WAR was founded in 1976. It has won changes in the law, such as making rape in marriage a crime, set legal precedents and achieved compensation for many women. BWRAP was founded in 1991. It focuses on getting justice for women of colour, bringing out the particular discrimination they face. It has prevented the deportation of many rape survivors. Both organisations are multiracial.

 

 

 

Victory against homophobic deportation!

Ruth Mubiru, a lesbian woman who feared persecution if she was returned to her home country of Uganda, was today given full refugee status at her appeal hearing.

Ms Mubiru called from Yarl’s Wood Removal Centre, where she had been detained for the last few weeks, as soon as she was told by the judge of his decision. She was delighted and relieved and looking forward to being released.

The entrenched homophobia of the Ugandan government and its authorities is widely known, and has for some time been the subject of international protests and condemnation. Since the Supreme Court ruled that lgbtq people could not be told they could safely be removed if they kept their sexuality quiet, the Home Office instead disbelieves almost anyone who makes a claim on this basis. Ms Mubiru was put in the Detained Fast Track as soon as she made a fresh asylum claim, and put in Yarl’s Wood Immigration and Removal Centre.

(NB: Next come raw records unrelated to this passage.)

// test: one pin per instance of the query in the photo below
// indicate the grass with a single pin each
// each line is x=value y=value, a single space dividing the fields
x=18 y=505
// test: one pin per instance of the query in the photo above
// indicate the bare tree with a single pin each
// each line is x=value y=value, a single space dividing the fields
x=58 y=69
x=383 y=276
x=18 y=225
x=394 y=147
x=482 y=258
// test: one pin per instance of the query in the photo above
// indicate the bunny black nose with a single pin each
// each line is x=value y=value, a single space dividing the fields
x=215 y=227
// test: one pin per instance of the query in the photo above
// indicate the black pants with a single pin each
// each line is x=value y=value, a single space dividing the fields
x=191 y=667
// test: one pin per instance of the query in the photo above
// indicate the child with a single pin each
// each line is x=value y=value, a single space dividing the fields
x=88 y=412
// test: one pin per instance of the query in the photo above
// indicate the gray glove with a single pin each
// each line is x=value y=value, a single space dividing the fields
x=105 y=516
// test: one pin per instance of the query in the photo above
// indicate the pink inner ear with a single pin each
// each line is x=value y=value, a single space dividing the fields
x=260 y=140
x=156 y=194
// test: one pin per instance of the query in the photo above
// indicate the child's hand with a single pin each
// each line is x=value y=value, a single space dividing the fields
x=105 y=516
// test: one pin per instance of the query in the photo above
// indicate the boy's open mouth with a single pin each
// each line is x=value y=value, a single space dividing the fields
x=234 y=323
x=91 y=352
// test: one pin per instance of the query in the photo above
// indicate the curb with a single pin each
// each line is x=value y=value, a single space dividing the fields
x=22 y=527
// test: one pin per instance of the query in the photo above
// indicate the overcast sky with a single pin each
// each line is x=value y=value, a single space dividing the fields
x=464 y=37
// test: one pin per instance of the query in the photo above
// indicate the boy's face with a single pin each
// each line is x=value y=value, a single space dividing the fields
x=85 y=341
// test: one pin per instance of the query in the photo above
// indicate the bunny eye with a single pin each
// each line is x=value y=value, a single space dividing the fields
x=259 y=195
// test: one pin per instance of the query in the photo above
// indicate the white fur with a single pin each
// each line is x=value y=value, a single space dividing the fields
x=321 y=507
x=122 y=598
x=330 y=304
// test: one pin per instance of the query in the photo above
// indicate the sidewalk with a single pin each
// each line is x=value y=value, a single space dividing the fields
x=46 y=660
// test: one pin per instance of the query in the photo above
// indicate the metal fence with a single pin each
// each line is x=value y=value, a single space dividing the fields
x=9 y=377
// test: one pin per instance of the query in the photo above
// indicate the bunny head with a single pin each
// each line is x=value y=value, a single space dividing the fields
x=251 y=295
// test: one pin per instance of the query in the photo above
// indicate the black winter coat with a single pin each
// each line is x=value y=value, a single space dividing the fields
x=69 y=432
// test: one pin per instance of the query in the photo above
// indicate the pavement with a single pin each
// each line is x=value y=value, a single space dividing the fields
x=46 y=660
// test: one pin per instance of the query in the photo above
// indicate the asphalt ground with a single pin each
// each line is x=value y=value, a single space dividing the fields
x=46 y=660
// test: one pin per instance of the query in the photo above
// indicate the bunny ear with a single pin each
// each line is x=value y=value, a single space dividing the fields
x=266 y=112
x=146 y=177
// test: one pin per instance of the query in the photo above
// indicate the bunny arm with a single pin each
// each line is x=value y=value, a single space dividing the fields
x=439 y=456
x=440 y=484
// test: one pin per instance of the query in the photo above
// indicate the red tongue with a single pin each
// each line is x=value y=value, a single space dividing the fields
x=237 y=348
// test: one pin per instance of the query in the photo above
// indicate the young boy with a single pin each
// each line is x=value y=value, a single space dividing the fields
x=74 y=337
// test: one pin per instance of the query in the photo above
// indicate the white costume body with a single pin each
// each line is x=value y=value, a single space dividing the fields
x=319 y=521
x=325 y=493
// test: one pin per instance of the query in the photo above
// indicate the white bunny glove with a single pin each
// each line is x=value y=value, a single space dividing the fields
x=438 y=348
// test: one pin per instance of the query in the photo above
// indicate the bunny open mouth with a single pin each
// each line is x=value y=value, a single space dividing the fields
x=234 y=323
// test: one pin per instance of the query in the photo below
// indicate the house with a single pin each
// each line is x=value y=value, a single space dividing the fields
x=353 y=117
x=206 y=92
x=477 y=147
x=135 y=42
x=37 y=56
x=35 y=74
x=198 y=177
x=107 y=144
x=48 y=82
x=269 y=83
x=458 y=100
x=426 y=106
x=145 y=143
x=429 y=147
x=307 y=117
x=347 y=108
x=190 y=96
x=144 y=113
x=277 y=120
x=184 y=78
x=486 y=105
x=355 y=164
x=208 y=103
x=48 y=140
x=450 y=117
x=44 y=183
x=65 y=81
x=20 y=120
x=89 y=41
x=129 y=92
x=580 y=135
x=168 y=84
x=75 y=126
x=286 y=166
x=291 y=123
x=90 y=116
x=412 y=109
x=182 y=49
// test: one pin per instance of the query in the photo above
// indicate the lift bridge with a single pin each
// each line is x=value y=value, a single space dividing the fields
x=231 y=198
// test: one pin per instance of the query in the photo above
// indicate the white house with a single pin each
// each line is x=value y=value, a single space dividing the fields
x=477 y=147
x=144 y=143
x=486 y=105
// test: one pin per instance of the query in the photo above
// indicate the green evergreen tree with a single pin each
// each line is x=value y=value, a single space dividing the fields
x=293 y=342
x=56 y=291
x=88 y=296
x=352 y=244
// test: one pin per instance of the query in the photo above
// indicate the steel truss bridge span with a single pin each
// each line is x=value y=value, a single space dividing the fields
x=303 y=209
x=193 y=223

Highly unusually, the judge at Ms Mubiru’s appeal told her that she would be given full refugee status. Normally judgement is reserved and issued several weeks later. Ms Mubiru’s evidence corroborating her fear of persecution was clearly very compelling. It is even more extraordinary that this happened in the Detained Fast Track, where women are frequently denied the opportunity to gather evidence, or even legal representation, and thus only 1% of appeals succeed.

Like other women with whom we are working, Ms Mubiru had a number of supporters at her appeal. As legal aid cuts increasingly prevent women getting access to representation and justice, this has become a crucial self-help tool: judges are confronted with the fact that victims are cared for, valued and believed by others in the community, in contrast to the heartless determined disbelief of the Home Office.